I created the brand line "Memories of yesterday, moments of tomorrow"
Timeline: Two weeks
Process: Open Card Sorting, Interviews, Closed Card Sorting, Sketching, User Flows, Prototyping & Usability Testing (inVision).
To kick off the approach for designing the product, we conducted taxonomy card sorting. This was an observed post-it note session with two users, which assisted in defining the groups of items from a users’ perspective. The categories were then taken into an online card-sorting tool to see how a wider pool of people viewed the items association with the categories suggested.
Needs - Easy navigation, clear new additions, easy check out, trouble free return of items.
Pain Points - No details, poor navigation, retailer trust, unclear brand names.
Needs - Reliable service, specialist items, value for money, clear pricing, affordable shipping costs.
Pain Points - Bad categories, hidden contact details, poorly named magic items.
Needs - Meta Data, thoughtful categories, regular updates to categories, clear direction within the site.
Pain Points - Lengthy checkout, lack of product detail, poorly written products.
A structure was created for The Magic Toy Shop that would effectively match the business needs with the users needs in product location. The first step was drafting a category array to house the 100 products provided by the Magic Toy Shop. This was then integrated at a later stage into the site map.
A detailed site map was prepared as part of the UX artifacts to be supplied to the Magic Toy Shop. This featured three tiers including; the main pages, the secondary shopping features and the third level of about/contact, faq and returns. It balanced the needs of the business with the users’ desires drawn from the persona's specific tasks and, additionally, the informal inquiry with users during the card-sorting task.
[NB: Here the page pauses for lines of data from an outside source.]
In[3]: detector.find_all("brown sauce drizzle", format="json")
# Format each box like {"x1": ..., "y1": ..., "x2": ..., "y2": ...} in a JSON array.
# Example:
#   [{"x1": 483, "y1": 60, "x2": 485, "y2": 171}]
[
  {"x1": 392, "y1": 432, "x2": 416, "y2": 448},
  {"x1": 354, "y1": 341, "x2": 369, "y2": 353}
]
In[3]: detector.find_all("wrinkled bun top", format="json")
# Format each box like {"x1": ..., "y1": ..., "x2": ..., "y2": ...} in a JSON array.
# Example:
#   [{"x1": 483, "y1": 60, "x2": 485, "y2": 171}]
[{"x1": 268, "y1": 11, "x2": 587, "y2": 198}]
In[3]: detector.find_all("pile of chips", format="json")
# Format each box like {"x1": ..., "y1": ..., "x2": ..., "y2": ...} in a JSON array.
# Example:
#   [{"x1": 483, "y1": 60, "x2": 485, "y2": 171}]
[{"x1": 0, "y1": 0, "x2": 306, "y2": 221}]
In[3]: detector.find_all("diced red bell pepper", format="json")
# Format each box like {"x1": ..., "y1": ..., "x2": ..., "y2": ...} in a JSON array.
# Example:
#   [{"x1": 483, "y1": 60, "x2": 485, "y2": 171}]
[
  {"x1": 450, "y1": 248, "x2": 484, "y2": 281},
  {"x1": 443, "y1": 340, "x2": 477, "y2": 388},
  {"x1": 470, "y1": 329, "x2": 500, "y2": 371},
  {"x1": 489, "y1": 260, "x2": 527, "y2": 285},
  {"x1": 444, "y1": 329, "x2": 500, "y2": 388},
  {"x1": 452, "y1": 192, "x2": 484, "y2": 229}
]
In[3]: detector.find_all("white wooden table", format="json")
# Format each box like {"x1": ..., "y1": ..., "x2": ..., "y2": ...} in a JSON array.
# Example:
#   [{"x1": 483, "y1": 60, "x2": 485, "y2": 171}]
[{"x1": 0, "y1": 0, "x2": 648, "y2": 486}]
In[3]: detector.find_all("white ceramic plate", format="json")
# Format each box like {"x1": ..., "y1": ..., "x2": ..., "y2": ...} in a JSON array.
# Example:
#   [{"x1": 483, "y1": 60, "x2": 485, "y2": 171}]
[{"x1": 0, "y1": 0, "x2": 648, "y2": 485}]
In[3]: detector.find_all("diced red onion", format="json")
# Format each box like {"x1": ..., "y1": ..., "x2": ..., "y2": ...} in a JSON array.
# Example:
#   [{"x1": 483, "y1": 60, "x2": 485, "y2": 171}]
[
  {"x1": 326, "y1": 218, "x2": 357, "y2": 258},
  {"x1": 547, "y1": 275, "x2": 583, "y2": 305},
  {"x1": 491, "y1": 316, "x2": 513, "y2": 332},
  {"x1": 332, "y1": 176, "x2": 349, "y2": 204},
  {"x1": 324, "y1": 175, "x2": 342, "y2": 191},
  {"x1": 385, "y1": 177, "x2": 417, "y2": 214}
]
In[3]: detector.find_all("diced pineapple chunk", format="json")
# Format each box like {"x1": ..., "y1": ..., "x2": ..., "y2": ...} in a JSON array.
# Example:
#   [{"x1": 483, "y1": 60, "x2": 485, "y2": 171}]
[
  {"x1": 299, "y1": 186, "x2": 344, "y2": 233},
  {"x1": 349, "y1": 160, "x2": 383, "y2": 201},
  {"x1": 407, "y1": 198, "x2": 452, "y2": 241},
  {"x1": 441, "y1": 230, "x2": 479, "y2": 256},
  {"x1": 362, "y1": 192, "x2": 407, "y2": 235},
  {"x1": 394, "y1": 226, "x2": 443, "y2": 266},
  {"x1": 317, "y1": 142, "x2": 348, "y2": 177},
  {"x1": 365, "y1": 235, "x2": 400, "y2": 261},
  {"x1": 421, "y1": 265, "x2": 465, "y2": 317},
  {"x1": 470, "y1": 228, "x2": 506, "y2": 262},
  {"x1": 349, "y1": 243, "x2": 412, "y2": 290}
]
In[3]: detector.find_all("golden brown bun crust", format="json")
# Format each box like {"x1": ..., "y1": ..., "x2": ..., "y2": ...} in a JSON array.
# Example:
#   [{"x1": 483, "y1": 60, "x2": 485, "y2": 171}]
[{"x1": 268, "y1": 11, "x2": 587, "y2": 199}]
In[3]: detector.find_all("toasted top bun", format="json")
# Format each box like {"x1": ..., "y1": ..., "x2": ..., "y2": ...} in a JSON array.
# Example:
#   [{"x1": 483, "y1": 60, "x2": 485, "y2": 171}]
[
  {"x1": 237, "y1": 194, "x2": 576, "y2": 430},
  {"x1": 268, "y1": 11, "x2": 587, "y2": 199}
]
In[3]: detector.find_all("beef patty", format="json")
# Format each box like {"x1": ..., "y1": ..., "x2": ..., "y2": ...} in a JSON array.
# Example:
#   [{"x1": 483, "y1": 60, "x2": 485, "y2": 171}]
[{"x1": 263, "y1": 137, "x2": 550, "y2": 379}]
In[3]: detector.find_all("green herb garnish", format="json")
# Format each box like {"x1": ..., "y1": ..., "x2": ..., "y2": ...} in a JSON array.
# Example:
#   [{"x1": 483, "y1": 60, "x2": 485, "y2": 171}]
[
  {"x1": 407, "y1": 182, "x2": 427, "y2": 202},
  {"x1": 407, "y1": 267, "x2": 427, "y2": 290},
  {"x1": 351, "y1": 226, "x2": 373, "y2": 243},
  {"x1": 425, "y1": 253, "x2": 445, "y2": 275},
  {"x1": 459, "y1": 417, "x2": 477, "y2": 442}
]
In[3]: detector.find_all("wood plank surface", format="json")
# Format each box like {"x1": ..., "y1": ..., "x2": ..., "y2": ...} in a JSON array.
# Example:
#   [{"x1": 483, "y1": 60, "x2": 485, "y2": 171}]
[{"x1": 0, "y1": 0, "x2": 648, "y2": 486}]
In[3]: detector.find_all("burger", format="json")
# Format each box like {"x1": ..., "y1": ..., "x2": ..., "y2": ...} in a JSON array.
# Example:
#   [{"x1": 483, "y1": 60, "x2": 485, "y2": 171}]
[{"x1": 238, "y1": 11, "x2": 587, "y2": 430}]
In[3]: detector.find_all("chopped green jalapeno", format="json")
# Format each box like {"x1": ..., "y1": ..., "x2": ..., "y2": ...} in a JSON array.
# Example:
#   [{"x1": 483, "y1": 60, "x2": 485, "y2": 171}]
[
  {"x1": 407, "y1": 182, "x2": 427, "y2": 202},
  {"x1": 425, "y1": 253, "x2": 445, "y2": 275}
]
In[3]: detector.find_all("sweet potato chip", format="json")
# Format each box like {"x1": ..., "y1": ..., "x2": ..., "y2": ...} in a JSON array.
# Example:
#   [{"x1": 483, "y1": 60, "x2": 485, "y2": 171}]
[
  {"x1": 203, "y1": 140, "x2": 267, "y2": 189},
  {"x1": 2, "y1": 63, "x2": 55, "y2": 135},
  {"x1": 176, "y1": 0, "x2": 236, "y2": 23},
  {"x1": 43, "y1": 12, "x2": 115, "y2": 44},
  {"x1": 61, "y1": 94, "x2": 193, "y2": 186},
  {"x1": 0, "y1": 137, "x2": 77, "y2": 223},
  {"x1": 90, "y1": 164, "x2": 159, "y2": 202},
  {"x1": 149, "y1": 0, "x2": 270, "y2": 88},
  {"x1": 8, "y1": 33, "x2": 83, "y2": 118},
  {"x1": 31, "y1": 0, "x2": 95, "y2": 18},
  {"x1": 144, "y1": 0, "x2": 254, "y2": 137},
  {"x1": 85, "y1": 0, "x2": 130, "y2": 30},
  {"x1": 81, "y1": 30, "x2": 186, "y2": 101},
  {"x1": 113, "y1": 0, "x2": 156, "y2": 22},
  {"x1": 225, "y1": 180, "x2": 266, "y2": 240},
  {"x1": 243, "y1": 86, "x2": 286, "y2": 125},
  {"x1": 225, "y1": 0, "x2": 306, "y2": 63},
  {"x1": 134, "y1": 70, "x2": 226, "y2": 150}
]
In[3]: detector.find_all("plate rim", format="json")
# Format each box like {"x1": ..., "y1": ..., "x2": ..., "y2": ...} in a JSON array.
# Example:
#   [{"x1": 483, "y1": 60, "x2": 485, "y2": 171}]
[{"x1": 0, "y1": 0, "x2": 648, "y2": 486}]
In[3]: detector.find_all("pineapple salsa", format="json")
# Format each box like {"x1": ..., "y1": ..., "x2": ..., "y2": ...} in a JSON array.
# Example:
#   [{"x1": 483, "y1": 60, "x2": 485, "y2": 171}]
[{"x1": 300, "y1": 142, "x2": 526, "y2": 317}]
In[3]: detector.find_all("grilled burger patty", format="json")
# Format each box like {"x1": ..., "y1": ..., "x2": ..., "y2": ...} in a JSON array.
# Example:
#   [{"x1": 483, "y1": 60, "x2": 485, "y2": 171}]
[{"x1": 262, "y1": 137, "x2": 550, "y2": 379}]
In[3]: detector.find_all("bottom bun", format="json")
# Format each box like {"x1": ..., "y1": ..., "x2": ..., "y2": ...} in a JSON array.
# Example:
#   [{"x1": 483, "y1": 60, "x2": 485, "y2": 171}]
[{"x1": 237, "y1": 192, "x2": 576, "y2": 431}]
Research and validation with users helped narrow in on the final design for The Magic Toy Shop. In the research stage the card sorting sessions helped formulate the creation of a flexible interface that could be navigated according to user taste. This solution gave people the choice to use it as they saw fit, and was greeted positively in user testing. The competitor landscape also offered some valuable insights in terms of what users liked in the marketplace and additionally informed where pain points were in preexisting e-commerce solutions.
Sketching and testing early laid a good platform for feedback and ensured the user flows were on track. Invision App was a little limited in features; continued testing would need to be moved to Axure.